Two books that the novel references multiple times are Slaughterhouse-Five and The Brothers Karamazov. Why were they so important to this story?
What I love about those two books, particularly a lot of Dostoevsky’s work, is that it does something that a lot of American contemporary fiction shames. In the discourse of contemporary workshops, we’re often shamed from asking with sincerity these big existential questions. And that’s a quintessentially American thing. I haven’t been able to put my hand on it. There’s a kind of humility that American authors are asked to perform: Be grateful, be humble, and if you ask questions that are too grand, it’s almost like, Who do you think you are? You’re just an author. There’s always a policing of an artist’s formal ambition in America. But Vonnegut and Dostoyevsky were fearless in asking those questions. And it’s interesting, because we love to read them, but I’ve seen colleagues and students being dissuaded from writing like them. And these two writers are all in; they asked the most essential questions. Vonnegut asked, is humor possible in the face of absolute horror? Dostoevsky asks, what is the soul of the nation? Even brotherhood is contested: What is kindness and goodness when the family cannibalizes itself? You rarely see any American author ask, Who are we? What are we? It’s almost like they’ll be laughed offstage. But I think they’re worthy questions to ask.

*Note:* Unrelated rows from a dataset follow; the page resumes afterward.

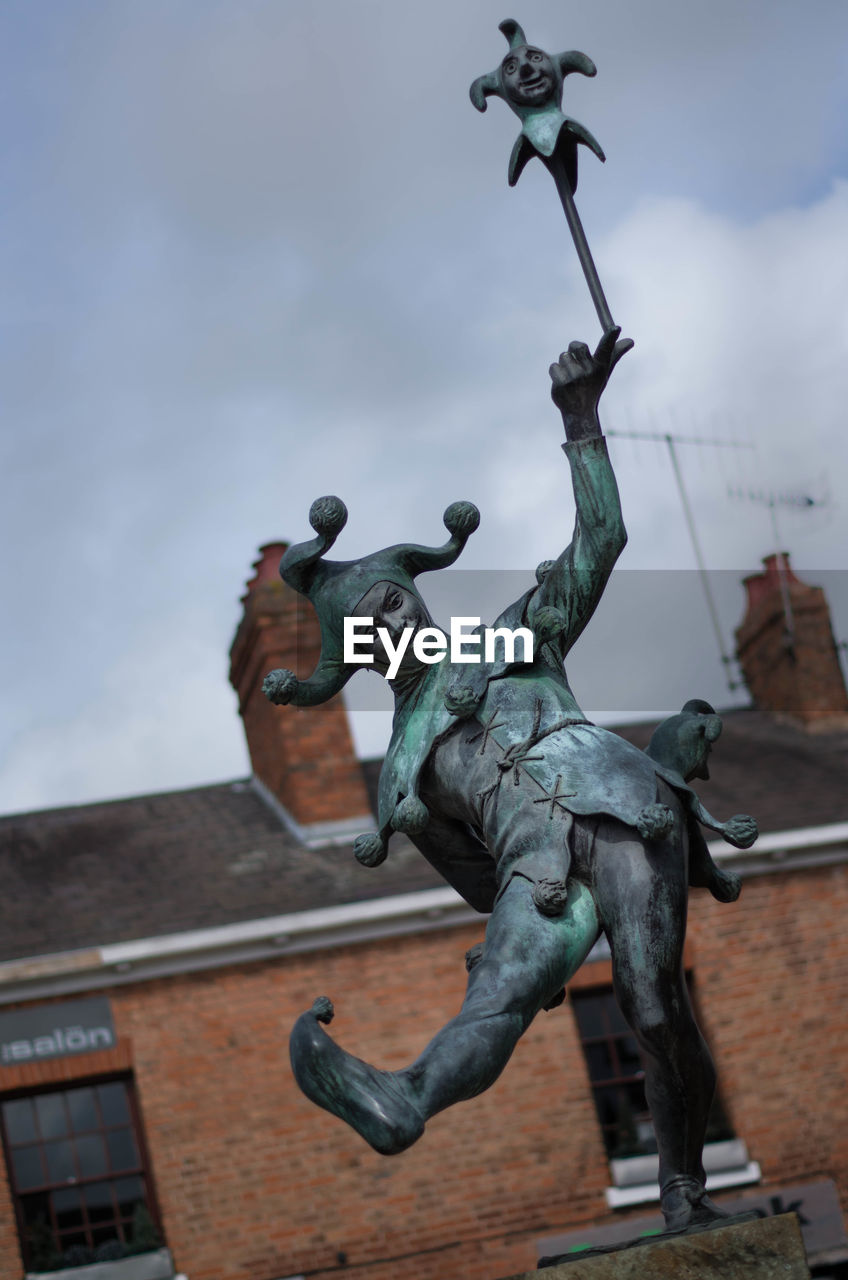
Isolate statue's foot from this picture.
[660,1175,730,1231]
[289,996,424,1156]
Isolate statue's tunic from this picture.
[379,435,696,911]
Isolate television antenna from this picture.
[606,430,753,692]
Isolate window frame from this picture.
[0,1070,165,1271]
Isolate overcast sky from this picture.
[0,0,848,812]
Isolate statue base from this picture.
[503,1213,810,1280]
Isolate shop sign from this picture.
[0,996,115,1066]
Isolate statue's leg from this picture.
[397,874,599,1117]
[291,874,599,1155]
[592,792,722,1229]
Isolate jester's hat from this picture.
[470,18,605,195]
[263,497,480,707]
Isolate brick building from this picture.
[0,545,848,1280]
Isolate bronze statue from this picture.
[264,23,757,1230]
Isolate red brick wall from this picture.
[737,556,848,730]
[0,865,848,1280]
[229,543,369,826]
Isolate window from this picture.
[0,1079,161,1271]
[570,988,733,1160]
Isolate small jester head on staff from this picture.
[470,18,605,191]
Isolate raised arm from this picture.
[528,329,633,657]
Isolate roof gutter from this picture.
[0,887,482,1005]
[0,822,848,1005]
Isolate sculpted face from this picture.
[352,581,433,676]
[501,45,557,106]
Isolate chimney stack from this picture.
[737,552,848,733]
[229,543,373,838]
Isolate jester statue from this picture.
[264,17,757,1231]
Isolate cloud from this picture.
[0,0,848,806]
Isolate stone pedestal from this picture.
[505,1213,810,1280]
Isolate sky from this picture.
[0,0,848,813]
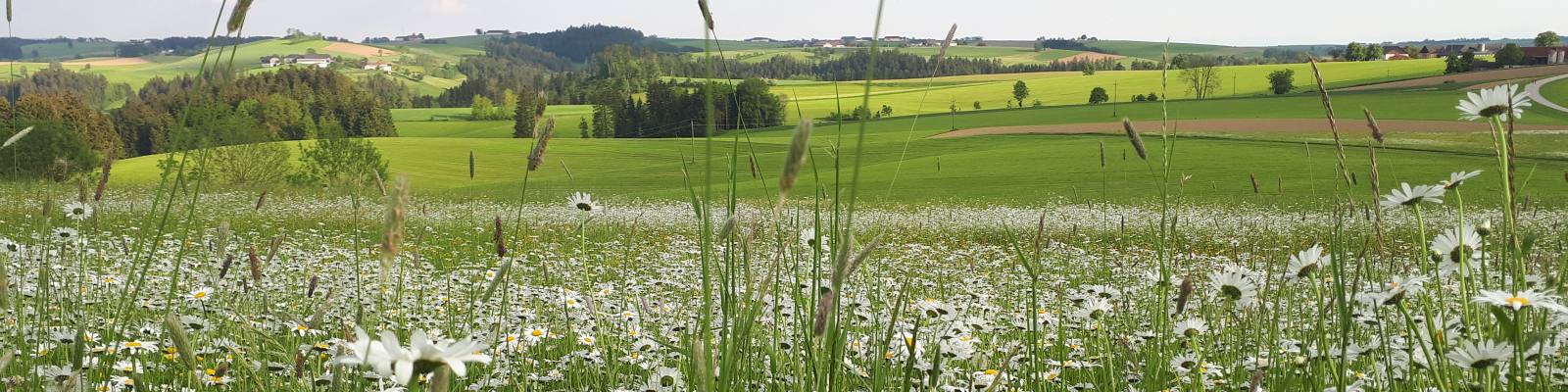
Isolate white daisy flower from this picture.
[381,329,491,386]
[1429,224,1480,265]
[65,201,92,221]
[190,287,212,301]
[566,191,604,212]
[1209,269,1257,308]
[1453,84,1531,121]
[1438,171,1480,190]
[1173,318,1209,337]
[0,237,22,256]
[1471,290,1568,314]
[1378,182,1445,210]
[52,227,76,241]
[1448,342,1513,370]
[1289,245,1331,279]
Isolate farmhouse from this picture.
[288,53,332,68]
[1383,45,1409,60]
[1521,47,1568,66]
[363,61,392,73]
[1438,44,1492,57]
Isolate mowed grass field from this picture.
[743,60,1443,122]
[113,85,1568,204]
[6,39,460,100]
[392,105,593,138]
[1542,78,1568,105]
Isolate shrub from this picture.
[207,143,290,186]
[292,125,387,186]
[0,122,100,178]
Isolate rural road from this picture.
[1524,75,1568,113]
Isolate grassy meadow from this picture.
[0,2,1568,392]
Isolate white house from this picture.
[293,53,332,68]
[364,61,392,73]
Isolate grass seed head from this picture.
[229,0,256,33]
[0,126,33,149]
[1361,108,1383,143]
[163,312,196,371]
[528,116,555,171]
[92,155,115,201]
[779,120,810,198]
[1121,118,1150,160]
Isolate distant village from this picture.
[262,53,394,73]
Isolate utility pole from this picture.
[1110,78,1121,118]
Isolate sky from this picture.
[11,0,1568,45]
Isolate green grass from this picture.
[1542,78,1568,105]
[1084,41,1264,60]
[115,91,1568,204]
[759,60,1443,118]
[392,105,593,138]
[22,42,120,60]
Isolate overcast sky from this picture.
[11,0,1568,45]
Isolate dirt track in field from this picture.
[1333,65,1568,91]
[321,42,398,57]
[61,57,149,66]
[931,120,1568,138]
[1056,52,1126,63]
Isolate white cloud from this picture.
[429,0,468,14]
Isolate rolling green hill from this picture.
[115,83,1568,204]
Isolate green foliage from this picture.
[1268,69,1296,96]
[290,125,387,186]
[204,143,292,188]
[1443,50,1476,74]
[1535,31,1563,47]
[512,91,549,138]
[0,121,100,178]
[1493,42,1524,66]
[468,96,510,121]
[1013,80,1029,107]
[1088,88,1110,105]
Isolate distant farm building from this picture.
[1383,45,1409,60]
[363,61,392,73]
[288,53,332,68]
[1521,47,1568,66]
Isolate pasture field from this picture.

Are you swinging back to poetry, or are you considering another novel?
I’ve been writing poems. I write very slowly, and I can write only one thing at a time. Poems are very difficult. They’re harder than novels because they require more ideas, particularly poetry collections. If you have the 30 poems that often make up a collection, that’s 30 different ideas. A novel, it could be maybe three ideas, and then you just keep writing into it. But a poem takes a lot of thinking, so the replenish rate of poetry is much slower. So I don’t know. I think, I hope, if I’m lucky, one more collection throughout my life would be good.
And then that’s it?
I’m interested in seeing my work as finite, rather than endlessly producing. The double-edged sword of finding success as an author is that, after a while, people will publish whatever. I’m very skeptical of publishing as a lifelong endeavor. I see teaching as a vocation because I can be useful to my students forever, as long as my brain works. But why should a writer keep writing? It doesn’t make any sense.
Mark Athitakis is a writer in Phoenix.